If you want to also have a 'both off' state, here is a simple circuit:
simulate this circuit – Schematic created using CircuitLab
A slightly silly circuit that uses as few as four components to drive 3 individual LEDs to indicate the pin LOW, HIGH, and HIGH-Z
I don't agree with the comments that two circuits are identical.
The circuit on the right (after fixing lower diode direction) only draws current through one diode and one resistor when the MCU output is active. If you configure output as hi-Z then the circuit will draw current limited by two resistors in series. The LED behavior depends on this current. They both may be dimly lit, or (if they are different) one of them can be darker than the other.
The circuit on the left always draws current via R16 and R17, although it will be tiny through one of them when either LED is active. If MCU output is hi-Z then the diodes will be fully off, so that is a plus.

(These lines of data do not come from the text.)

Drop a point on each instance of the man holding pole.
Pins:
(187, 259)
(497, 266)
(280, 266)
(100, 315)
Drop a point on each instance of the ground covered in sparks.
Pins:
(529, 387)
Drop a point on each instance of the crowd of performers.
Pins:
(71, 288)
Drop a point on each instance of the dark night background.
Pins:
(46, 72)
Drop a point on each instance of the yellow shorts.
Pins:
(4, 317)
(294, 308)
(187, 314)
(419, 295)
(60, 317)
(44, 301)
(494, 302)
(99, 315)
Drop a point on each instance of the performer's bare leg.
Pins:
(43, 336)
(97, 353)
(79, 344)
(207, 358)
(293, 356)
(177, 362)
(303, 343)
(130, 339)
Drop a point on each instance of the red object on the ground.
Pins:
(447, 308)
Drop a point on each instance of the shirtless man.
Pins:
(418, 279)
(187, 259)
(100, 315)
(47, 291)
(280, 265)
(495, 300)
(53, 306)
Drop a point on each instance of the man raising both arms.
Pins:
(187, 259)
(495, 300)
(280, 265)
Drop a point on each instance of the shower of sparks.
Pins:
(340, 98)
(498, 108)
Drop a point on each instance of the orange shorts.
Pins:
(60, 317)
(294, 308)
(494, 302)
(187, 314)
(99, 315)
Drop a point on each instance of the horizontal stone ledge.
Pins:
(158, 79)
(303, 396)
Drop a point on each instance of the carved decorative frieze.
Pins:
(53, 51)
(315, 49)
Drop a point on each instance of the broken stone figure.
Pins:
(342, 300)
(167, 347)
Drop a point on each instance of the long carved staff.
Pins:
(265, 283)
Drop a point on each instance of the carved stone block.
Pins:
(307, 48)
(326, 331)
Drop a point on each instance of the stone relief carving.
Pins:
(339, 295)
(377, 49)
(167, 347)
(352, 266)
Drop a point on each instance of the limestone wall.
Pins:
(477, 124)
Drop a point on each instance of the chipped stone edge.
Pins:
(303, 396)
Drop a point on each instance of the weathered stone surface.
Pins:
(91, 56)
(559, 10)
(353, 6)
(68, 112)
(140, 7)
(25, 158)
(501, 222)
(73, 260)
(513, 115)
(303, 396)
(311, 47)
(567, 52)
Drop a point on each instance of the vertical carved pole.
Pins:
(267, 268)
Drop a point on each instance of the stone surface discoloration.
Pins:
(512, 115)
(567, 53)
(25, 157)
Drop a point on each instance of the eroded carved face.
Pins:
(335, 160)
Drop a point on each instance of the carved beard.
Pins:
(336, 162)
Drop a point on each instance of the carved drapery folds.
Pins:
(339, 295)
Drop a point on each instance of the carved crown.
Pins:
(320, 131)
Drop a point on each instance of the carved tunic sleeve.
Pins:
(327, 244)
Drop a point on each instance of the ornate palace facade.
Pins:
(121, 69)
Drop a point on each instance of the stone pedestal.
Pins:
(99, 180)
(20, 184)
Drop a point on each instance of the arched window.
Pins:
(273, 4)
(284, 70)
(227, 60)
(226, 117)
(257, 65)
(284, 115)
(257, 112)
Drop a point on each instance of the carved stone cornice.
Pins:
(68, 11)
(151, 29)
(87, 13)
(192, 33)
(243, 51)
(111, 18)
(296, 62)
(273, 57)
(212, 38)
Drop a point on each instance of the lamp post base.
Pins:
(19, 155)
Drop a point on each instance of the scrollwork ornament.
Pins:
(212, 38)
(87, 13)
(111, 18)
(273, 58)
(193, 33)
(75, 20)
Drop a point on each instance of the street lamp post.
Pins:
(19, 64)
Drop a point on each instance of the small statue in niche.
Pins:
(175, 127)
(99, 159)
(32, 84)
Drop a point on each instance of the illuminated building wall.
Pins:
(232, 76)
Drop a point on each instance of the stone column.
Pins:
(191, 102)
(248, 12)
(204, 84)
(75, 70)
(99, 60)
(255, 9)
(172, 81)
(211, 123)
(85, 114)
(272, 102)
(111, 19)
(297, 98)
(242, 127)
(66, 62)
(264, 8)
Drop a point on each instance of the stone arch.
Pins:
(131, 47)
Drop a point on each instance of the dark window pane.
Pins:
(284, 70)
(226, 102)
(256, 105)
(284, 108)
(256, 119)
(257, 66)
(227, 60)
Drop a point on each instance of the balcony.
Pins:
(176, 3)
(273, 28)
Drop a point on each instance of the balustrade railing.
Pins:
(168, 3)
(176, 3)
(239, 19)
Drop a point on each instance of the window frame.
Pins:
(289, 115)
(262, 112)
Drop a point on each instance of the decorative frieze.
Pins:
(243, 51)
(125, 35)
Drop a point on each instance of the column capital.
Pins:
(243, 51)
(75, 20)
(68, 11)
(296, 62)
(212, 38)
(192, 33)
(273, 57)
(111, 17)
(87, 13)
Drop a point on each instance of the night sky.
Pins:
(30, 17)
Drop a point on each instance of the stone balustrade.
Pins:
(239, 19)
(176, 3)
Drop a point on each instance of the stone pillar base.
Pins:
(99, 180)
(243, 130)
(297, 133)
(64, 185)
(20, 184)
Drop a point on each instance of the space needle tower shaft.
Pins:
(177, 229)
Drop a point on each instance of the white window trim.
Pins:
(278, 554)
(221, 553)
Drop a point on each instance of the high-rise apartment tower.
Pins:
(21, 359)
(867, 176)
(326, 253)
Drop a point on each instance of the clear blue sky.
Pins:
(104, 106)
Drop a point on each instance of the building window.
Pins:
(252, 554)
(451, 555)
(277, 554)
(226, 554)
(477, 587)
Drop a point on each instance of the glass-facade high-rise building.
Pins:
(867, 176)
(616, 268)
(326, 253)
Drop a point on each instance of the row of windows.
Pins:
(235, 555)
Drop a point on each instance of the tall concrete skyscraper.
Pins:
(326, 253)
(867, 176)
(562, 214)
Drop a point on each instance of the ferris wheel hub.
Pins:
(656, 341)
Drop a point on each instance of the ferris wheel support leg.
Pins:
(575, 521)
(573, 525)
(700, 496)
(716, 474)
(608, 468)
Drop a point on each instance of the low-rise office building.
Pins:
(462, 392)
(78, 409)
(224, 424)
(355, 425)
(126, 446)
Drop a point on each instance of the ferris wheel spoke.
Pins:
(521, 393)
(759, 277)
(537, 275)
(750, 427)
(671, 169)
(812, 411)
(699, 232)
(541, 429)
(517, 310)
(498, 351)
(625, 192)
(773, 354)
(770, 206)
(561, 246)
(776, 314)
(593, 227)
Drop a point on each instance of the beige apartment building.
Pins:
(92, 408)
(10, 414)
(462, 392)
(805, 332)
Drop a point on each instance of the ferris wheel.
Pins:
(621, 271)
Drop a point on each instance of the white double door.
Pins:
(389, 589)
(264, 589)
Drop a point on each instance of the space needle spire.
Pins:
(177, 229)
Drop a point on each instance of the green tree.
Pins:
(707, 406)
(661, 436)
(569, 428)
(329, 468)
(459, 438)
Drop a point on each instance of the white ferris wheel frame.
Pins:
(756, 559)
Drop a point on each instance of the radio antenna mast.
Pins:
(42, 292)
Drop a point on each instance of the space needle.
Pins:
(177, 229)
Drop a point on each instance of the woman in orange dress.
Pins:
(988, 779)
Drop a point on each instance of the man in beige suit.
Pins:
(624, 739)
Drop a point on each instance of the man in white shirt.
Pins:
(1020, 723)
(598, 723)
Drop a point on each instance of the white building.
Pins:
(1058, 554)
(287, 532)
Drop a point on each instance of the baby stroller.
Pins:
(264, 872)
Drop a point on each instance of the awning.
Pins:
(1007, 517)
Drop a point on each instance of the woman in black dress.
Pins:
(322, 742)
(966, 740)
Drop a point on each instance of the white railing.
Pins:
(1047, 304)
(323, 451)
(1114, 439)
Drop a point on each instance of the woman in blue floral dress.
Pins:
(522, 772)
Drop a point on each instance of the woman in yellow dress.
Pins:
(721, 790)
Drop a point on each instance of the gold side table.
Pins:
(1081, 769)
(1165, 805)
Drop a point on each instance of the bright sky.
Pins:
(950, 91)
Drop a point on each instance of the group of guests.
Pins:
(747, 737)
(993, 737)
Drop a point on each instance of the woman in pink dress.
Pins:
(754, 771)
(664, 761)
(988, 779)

Here is (very simplified) example with 1.8V 5mA red LED in 5V circuit:
Left circuit:
LED ON: 3.2V * 5mA = 0.016W dissipation on one resistor; 1.8V * (1.8V / 640R) = 0.005W dissipation on another resistor; 21mW wasted.
LED OFF: 5V * (5V / 1280R) = 0.0195W dissipation on two resistors; 19.5mW wasted.
Right circuit:
LED ON: 0.016W dissipation on one resistor. 16mW wasted.
LED OFF: It is hard to predict subthreshold current of the LED, and it is not usually included in the datasheets. However it is certain to be less than 3.9mA of two resistors in series, so the dissipation will be less than 19.5mW of the left circuit.
Conclusion: the circuit on the right is more power efficient, however may suffer from dim LED glow in OFF state.